Thanks for your input Chris Wild. Ya I should be able to tell when I go pick him up, I just really would like him to be a short/ stock coat.


----------



## JakodaCD OA (May 14, 2000)

he is stinken cute !!!!!!


----------



## wolfstraum (May 2, 2003)

why is he picked for you at this age?????? color???? by a photo??? I did not know 100% which pup was going where until closer to 6 weeks old in my litter.

He is awfully young to be "chosen" to be the pup you get! Why doesn't the breeder wait until the pups are older to allocate them so you can be sure the pup you get is the most suitable for you??
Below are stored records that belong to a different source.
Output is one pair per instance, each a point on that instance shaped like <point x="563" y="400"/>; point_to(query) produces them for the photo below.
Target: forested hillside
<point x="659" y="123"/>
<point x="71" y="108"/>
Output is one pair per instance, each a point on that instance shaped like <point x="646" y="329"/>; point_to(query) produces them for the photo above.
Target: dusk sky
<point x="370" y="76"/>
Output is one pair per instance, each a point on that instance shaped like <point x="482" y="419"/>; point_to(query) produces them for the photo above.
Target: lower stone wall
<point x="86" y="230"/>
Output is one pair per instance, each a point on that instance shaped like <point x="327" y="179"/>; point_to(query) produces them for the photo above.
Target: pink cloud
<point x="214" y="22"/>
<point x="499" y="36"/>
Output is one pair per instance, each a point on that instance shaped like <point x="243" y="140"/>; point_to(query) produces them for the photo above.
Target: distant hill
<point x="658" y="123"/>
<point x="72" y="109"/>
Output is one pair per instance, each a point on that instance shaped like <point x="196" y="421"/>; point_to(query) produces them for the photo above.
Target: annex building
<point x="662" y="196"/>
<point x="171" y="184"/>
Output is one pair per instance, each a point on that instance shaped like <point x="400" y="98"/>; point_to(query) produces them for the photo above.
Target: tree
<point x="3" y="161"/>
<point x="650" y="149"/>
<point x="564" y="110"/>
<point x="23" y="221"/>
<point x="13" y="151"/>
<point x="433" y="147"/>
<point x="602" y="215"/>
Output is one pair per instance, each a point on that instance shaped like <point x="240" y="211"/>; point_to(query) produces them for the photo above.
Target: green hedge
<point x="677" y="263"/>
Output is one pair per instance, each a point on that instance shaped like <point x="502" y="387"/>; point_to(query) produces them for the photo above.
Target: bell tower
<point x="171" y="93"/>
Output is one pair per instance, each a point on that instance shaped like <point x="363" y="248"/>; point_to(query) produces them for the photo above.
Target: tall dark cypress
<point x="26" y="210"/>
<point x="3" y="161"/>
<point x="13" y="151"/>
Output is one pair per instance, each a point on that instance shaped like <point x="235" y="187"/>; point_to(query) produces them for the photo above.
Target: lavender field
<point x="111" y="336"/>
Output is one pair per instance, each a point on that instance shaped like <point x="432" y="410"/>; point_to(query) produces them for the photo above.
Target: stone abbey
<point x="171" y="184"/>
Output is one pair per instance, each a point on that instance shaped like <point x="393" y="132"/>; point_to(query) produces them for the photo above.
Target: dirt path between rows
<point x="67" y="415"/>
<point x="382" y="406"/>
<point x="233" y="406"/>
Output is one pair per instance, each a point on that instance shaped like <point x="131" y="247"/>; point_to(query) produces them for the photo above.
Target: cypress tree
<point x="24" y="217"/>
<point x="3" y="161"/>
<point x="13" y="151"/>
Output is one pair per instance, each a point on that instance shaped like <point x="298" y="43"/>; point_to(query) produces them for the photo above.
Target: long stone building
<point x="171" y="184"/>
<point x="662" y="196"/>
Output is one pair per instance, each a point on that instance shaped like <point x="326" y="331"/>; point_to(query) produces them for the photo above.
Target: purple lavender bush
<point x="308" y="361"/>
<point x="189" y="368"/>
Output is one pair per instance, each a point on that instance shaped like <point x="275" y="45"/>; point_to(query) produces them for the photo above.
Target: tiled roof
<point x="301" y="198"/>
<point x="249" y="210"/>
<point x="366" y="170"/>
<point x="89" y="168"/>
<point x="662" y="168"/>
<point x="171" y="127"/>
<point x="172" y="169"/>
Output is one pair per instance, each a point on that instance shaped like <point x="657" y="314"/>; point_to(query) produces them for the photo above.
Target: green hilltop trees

I dont think he is old enough to be 100% sure of coat, but I would think stock as well.

Lee


----------



## RocketDog (Sep 25, 2011)

Keep this in mind when you go to get your pup:

I really, really wanted a short stock coat. I grew up with a couple black and tan saddles on my block as a kid (in the 70's and yes, they roamed the streets loose with our gang of kids) and that's what I've always wanted. When I finally found a breeder, and the timing was right for us, guess what? I ended up with a black and red blanket back (at least I think he's going to be a blanket back) longer coat. I don't think he'll be as long as some, but he's a bit plusher than even the plush coats. He hasn't lost all his puppy fur, especially off his ears, yet, so I don't know, BUT-----

He is absolutely everything else temperament wise I could've wanted. My dream puppy. That is the most important thing in the end.


----------



## carmspack (Feb 2, 2011)

ditto Wolfstraum . 
The health checks on this pup have not even been done.


----------



## Gsdblack2011 (Dec 27, 2011)

wolfstraum said:


> why is he picked for you at this age?????? color???? by a photo??? I did not know 100% which pup was going where until closer to 6 weeks old in my litter.
> 
> He is awfully young to be "chosen" to be the pup you get! Why doesn't the breeder wait until the pups are older to allocate them so you can be sure the pup you get is the most suitable for you??
> 
> ...


Wolfstraum,
He is allocated to me at such an early age because I am friends with the breeder. I told the breeder that I wanted an all-black shortcoat male. This one happens to be the only all-black male from the litter so he said that he would promise it to me in hopes that it will be a short coat. I visited the pup at 4 weeks and met him and his parents and the rest of his brothers and sisters. I got first pick from the litter but when i go back in a couple of weeks, I will be able to make a definate decision.


----------



## Gsdblack2011 (Dec 27, 2011)

Here he is again, do you think he is shortcoat or long coat?


----------



## Rahrah (Oct 30, 2011)

Short coat.


----------



## Gsdblack2011 (Dec 27, 2011)

Rahrah said:


> Short coat.


Rahrah
thanks for your response. I am trying to learn how to tell coat length as a puppy so would you mind explaining why you say it is a shortcoat?
Thanks for your help


----------



## Rahrah (Oct 30, 2011)

It's just the way the coat looks
My pup at 5 weeks (Breeders photos)
















My pup at 18 weeks-


----------



## Gsdblack2011 (Dec 27, 2011)

here are some more pics. Do you think he is short coat or long coat? He is 5 weeks old.


----------